A pesar de la promesa, Gamboa, por envidia o por celos, hizo todo lo contrario de lo prometido y, pocos días después, Roquet fue preso en San Juan de Luz por los gendarmes y registrado minuciosamente.
El cónsul no se salió con la suya. Aviraneta y Roquet habían pensado realizar aquel primer viaje como mero ensayo. Al francés le encontraron papeles sin importancia. Estos papeles los recogió la policía y se los llevaron al comisario, el comisario los envió al subprefecto, el subprefecto al cónsul y el cónsul se los presentó a Aviraneta, sin duda para demostrarle su omnipotencia.
Gamboa dijo a don Eugenio cómo él mismo había indicado a la policía la conveniencia de registrar a Roquet, sospechándole portador de cartas del obispo de León al Cuartel Real. Este subterfugio hizo sonreír al conspirador con sarcasmo, pues bien sabía Gamboa, por sus confidentes, que Roquet trabajaba por entonces al servicio de Aviraneta.
Dos días después, Gamboa, con sonrisa que quería ser amistosa y cordial, dijo a don Eugenio:
—Por ahora no conviene que figure su nombre en las comunicaciones oficiales referentes al asunto del Simancas.

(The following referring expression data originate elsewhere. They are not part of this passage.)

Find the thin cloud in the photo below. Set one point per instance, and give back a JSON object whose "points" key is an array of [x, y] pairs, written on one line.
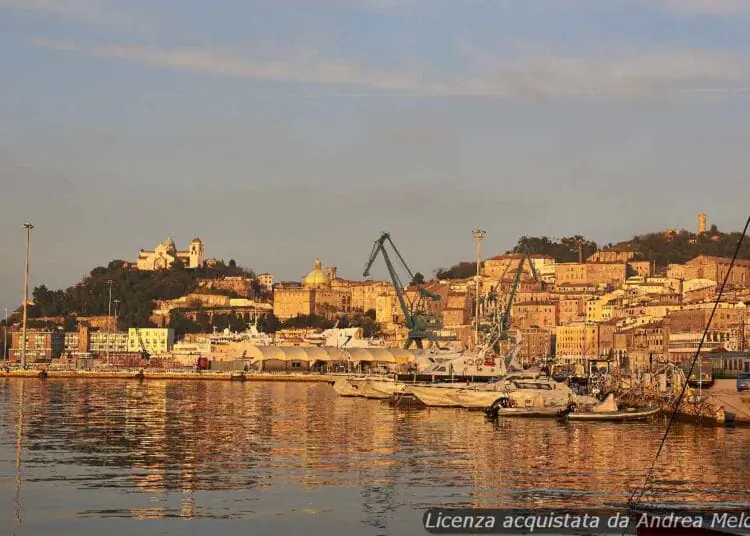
{"points": [[704, 7], [488, 74], [94, 12]]}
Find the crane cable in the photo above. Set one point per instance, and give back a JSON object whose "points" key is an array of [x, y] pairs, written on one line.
{"points": [[633, 501]]}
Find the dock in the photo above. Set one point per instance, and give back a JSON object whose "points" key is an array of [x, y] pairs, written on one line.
{"points": [[146, 374]]}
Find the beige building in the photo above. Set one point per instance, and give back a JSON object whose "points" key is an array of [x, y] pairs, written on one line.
{"points": [[165, 254], [266, 281], [99, 341], [542, 314], [506, 266], [536, 343], [716, 269], [571, 310], [155, 340], [580, 341], [600, 273], [41, 344], [621, 253], [316, 295], [242, 286]]}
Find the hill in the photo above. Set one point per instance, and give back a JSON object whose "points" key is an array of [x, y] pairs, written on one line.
{"points": [[662, 248], [136, 291]]}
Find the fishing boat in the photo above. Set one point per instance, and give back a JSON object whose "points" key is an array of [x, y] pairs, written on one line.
{"points": [[607, 410], [628, 414], [500, 409], [345, 386], [634, 504]]}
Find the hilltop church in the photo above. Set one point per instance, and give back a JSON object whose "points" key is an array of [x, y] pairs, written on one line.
{"points": [[164, 255]]}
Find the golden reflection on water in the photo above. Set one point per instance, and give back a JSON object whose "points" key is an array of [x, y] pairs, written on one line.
{"points": [[215, 449]]}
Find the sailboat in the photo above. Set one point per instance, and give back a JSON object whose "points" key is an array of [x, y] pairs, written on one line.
{"points": [[654, 528]]}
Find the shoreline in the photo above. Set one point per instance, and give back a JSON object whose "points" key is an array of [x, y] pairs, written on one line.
{"points": [[155, 375]]}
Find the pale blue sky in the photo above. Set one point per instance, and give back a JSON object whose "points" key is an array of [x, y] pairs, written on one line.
{"points": [[282, 130]]}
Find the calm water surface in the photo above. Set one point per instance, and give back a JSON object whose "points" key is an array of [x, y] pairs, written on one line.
{"points": [[118, 458]]}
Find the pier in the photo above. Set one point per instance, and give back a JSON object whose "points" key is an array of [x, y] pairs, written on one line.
{"points": [[147, 374]]}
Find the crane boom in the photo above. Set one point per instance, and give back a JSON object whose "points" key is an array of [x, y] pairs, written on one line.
{"points": [[417, 322], [505, 321]]}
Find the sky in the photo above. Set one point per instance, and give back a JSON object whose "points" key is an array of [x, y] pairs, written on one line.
{"points": [[279, 131]]}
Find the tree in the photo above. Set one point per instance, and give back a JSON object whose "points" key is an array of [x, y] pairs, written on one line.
{"points": [[462, 270]]}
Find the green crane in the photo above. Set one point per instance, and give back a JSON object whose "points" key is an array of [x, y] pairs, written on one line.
{"points": [[420, 324], [505, 318], [500, 326]]}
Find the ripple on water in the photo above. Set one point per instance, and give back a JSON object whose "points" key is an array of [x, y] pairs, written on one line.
{"points": [[219, 450]]}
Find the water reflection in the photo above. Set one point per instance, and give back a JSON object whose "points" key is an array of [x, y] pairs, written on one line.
{"points": [[216, 450]]}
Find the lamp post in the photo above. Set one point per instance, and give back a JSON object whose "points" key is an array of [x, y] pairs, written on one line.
{"points": [[478, 237], [109, 316], [28, 226], [5, 336]]}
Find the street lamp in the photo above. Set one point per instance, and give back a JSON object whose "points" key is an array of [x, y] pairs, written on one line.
{"points": [[28, 226], [478, 236], [5, 336], [109, 316]]}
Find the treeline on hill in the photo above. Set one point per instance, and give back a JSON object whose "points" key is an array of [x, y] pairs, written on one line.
{"points": [[134, 290], [564, 250], [660, 248]]}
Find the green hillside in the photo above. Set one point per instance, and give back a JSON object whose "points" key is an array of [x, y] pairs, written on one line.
{"points": [[136, 291]]}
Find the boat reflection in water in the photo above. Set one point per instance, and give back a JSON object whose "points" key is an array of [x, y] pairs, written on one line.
{"points": [[293, 457]]}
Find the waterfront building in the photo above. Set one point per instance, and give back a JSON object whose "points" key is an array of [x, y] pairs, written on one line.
{"points": [[536, 343], [155, 340], [165, 254], [117, 342], [41, 344]]}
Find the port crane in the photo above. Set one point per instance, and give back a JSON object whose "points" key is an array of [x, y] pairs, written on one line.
{"points": [[500, 327], [420, 324], [144, 351]]}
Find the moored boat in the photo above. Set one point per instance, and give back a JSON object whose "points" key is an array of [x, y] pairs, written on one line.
{"points": [[629, 414], [607, 410]]}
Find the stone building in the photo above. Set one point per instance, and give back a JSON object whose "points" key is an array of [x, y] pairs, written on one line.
{"points": [[571, 310], [619, 253], [543, 314], [599, 273], [536, 343], [265, 280], [316, 295], [41, 344], [716, 268], [580, 341], [242, 286], [165, 254]]}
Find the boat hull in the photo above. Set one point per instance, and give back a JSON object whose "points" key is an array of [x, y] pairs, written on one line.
{"points": [[526, 413], [638, 415], [347, 387]]}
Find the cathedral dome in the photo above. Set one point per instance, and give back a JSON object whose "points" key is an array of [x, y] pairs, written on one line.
{"points": [[316, 278], [169, 243]]}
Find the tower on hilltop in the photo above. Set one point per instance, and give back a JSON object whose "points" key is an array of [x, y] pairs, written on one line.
{"points": [[701, 223]]}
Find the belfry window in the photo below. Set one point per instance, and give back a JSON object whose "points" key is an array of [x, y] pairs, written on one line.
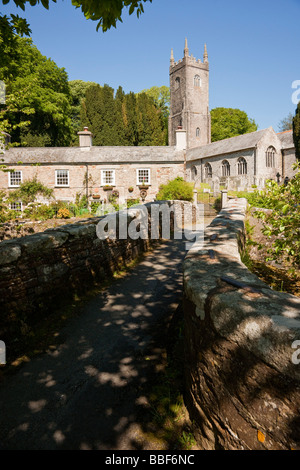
{"points": [[207, 170], [270, 157], [197, 81], [242, 166], [225, 168]]}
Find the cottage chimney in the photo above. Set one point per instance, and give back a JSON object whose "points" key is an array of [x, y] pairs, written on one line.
{"points": [[85, 138], [180, 138]]}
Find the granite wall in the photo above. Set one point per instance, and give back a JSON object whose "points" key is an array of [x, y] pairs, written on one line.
{"points": [[242, 347]]}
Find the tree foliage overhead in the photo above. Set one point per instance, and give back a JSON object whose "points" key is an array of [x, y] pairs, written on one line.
{"points": [[106, 12], [122, 119], [229, 122], [296, 131]]}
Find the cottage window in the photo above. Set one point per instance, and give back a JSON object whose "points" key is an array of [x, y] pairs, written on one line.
{"points": [[62, 178], [193, 172], [207, 170], [15, 178], [242, 166], [270, 157], [143, 176], [225, 168], [197, 81], [107, 177], [16, 206]]}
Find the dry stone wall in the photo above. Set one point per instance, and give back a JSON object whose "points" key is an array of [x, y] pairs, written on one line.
{"points": [[241, 368], [38, 271]]}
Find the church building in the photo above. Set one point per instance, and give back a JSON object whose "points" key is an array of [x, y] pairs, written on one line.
{"points": [[128, 172]]}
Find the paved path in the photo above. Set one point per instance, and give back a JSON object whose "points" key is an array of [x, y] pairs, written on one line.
{"points": [[88, 393]]}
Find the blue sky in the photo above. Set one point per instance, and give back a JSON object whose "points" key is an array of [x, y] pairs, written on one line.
{"points": [[253, 48]]}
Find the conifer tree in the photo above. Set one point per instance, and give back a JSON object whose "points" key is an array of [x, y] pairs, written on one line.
{"points": [[296, 131]]}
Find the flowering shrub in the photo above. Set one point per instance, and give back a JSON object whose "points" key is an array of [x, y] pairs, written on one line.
{"points": [[283, 221], [63, 213]]}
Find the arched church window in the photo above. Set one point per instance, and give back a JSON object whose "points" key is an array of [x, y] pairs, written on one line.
{"points": [[270, 157], [242, 166], [193, 172], [207, 170], [197, 81], [225, 168]]}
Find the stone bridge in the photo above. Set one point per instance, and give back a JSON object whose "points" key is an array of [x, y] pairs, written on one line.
{"points": [[241, 362]]}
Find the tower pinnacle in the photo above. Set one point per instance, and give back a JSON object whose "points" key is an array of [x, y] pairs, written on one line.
{"points": [[186, 49], [172, 58], [205, 55]]}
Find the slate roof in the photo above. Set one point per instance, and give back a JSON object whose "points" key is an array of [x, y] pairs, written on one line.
{"points": [[233, 144], [286, 138], [92, 155]]}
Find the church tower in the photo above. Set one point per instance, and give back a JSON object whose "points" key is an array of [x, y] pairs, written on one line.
{"points": [[189, 81]]}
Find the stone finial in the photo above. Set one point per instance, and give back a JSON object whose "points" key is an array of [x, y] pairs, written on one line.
{"points": [[186, 49], [172, 58], [205, 55], [85, 138]]}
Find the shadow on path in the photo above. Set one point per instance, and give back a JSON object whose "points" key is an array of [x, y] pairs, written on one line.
{"points": [[88, 393]]}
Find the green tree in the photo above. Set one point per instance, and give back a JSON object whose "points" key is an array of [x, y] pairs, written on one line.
{"points": [[229, 122], [106, 12], [296, 131], [161, 97], [77, 90], [150, 122], [37, 111], [177, 189], [282, 223], [286, 124]]}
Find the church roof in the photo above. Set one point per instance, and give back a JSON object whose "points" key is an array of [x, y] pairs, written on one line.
{"points": [[233, 144], [92, 155], [286, 138]]}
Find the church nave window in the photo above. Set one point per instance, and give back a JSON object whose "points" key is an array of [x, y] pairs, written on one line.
{"points": [[242, 166], [270, 157], [225, 168], [207, 170]]}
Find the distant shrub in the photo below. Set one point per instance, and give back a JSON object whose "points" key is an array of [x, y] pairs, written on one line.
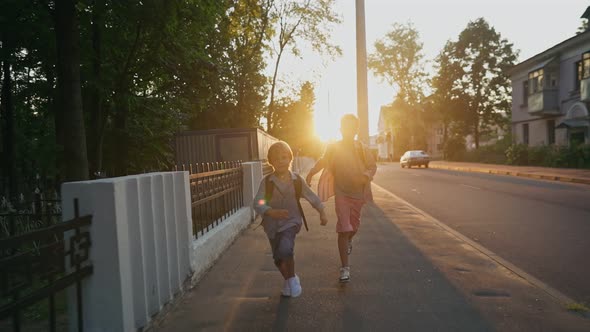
{"points": [[517, 154], [454, 148]]}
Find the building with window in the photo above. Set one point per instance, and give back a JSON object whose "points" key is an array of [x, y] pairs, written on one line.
{"points": [[551, 94]]}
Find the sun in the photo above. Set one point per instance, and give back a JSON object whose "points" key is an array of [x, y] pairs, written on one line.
{"points": [[327, 125]]}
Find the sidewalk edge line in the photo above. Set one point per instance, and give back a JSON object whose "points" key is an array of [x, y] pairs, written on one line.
{"points": [[559, 296], [560, 178]]}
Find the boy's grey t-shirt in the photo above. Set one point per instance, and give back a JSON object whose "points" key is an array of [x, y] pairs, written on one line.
{"points": [[283, 197]]}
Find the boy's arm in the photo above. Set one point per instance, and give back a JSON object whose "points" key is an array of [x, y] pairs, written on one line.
{"points": [[259, 204], [370, 164], [319, 165], [315, 201], [311, 197]]}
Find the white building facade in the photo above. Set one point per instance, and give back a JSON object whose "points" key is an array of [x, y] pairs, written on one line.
{"points": [[551, 95]]}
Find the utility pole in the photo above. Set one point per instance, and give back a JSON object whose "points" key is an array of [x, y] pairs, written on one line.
{"points": [[361, 73]]}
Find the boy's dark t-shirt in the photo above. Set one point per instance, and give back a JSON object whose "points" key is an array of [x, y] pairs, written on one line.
{"points": [[348, 162]]}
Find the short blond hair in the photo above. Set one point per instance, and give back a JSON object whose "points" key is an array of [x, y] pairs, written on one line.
{"points": [[276, 148]]}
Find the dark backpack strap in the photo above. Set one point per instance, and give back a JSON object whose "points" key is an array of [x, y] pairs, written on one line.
{"points": [[269, 187], [298, 184]]}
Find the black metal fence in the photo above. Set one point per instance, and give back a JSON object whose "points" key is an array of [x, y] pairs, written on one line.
{"points": [[216, 193], [33, 269]]}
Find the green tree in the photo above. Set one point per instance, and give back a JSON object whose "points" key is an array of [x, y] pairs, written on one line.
{"points": [[294, 118], [473, 74], [398, 59], [298, 21]]}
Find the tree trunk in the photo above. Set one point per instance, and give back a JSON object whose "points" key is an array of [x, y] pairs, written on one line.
{"points": [[7, 110], [270, 111], [120, 134], [70, 95]]}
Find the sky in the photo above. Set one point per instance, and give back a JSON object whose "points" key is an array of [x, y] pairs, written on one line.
{"points": [[531, 25]]}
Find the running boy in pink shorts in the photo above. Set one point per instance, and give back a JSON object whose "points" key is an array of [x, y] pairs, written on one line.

Más adelante diré al Gobierno quién es el autor y el director de la empresa.
Don Eugenio, con todo su orgullo puesto en sus proyectos, pensó que el cónsul pretendía anularle; dio su conformidad aparentemente, decidiendo en su fuero interno tomar otras disposiciones.
Siguió Aviraneta comunicando con Pita Pizarro por el consulado inglés, lo cual sospechaba Gamboa y le sacaba de quicio.